Un’infiltrazione complessa e ramificata all’interno del carcere La Dogaia di Prato è stata svelata da un’operazione congiunta che ha portato all’arresto di tre detenuti originari della Campania, rispettivamente di 26, 29 e 36 anni.
La scoperta, maturata a seguito di un’attenta attività di osservazione e indagine, ha rivelato un sistema di comunicazione clandestina, supportato da un’infrastruttura tecnologica sofisticata e da una rete di relazioni interne ed esterne al penitenziario.
L’episodio scatenante è stato l’individuazione dei tre detenuti impegnati in chiamate telefoniche illegali all’interno della loro cella, situata nella sesta sezione del carcere.
La loro attività comunicativa non era passata inosservata, soprattutto in considerazione della contemporanea presenza di droni che sorvolavano la struttura, suggerendo un collegamento diretto tra le comunicazioni clandestine e un’organizzazione esterna.

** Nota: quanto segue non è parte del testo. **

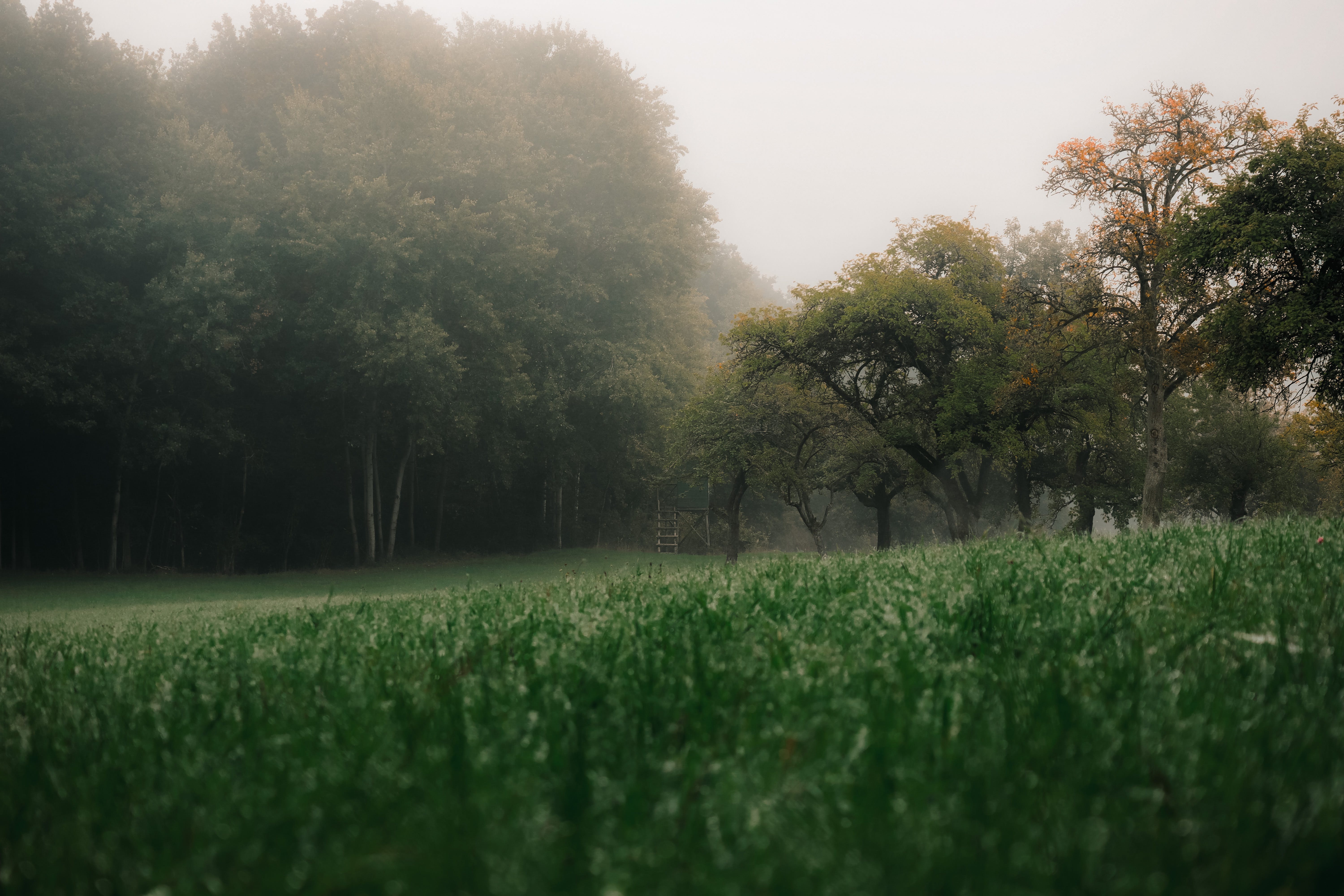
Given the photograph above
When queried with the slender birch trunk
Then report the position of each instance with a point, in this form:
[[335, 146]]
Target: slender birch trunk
[[734, 512], [397, 496], [378, 503], [443, 489], [154, 516], [411, 511], [1155, 475], [350, 506], [370, 527]]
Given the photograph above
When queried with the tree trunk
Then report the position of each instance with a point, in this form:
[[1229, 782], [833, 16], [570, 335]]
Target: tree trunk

La successiva perquisizione della cella ha permesso di rinvenire un arsenale di oggetti proibiti, che testimonia la volontà dei detenuti di mantenere un controllo capillare all’interno del carcere.
Oltre a numerosi caricabatterie per cellulari, sono stati recuperati oggetti contundenti come un tirapugni e una lama rudimentale, insieme a punteruoli e forbici, strumenti potenzialmente utilizzabili per aggressioni o tentativi di fuga.
Particolare attenzione è stata riservata alla scoperta di farmaci detenuti in violazione delle prescrizioni penitenziarie, elementi che potrebbero aver alimentato dinamiche di dipendenza e di controllo.
Il quadro si è ulteriormente delineato grazie alla collaborazione di un detenuto, sottoposto a misure di protezione all’interno del carcere e che ha fornito informazioni cruciali agli inquirenti.
Secondo la sua testimonianza, i tre arrestati utilizzavano i telefoni cellulari per gestire un’attività illecita che si estendeva ben oltre i confini del carcere La Dogaia.
L’organizzazione, apparentemente radicata in ambito penitenziario, si occupava dell’approvvigionamento di sostanze stupefacenti, distribuite all’interno del carcere e in altre strutture detentive, nonché della fornitura di armi e, ironicamente, di ulteriori telefoni cellulari, perpetuando il ciclo di illegalità.
L’utilizzo di droni per il trasporto di questi beni rappresenta un elemento di estrema gravità e sofisticazione, capace di eludere i tradizionali sistemi di controllo.
Il procuratore Luca Tescaroli ha sottolineato come le informazioni fornite dal collaboratore siano state ampiamente confermate dai successivi accertamenti, frutto di un’indagine condotta con il contributo fondamentale di alcuni agenti della polizia penitenziaria di Prato.
L’operazione solleva interrogativi profondi sulla sicurezza delle strutture carcerarie e sulla necessità di implementare misure di controllo sempre più rigorose e tecnologicamente avanzate, al fine di contrastare efficacemente l’attività criminale all’interno dei penitenziari e di garantire la sicurezza degli agenti di custodia e dei detenuti stessi.
L’indagine è in corso e mira a fare luce sull’intera rete di relazioni interne ed esterne al carcere, identificando i responsabili dell’organizzazione che ha permesso l’infiltrazione di droga, armi e tecnologia all’interno della struttura.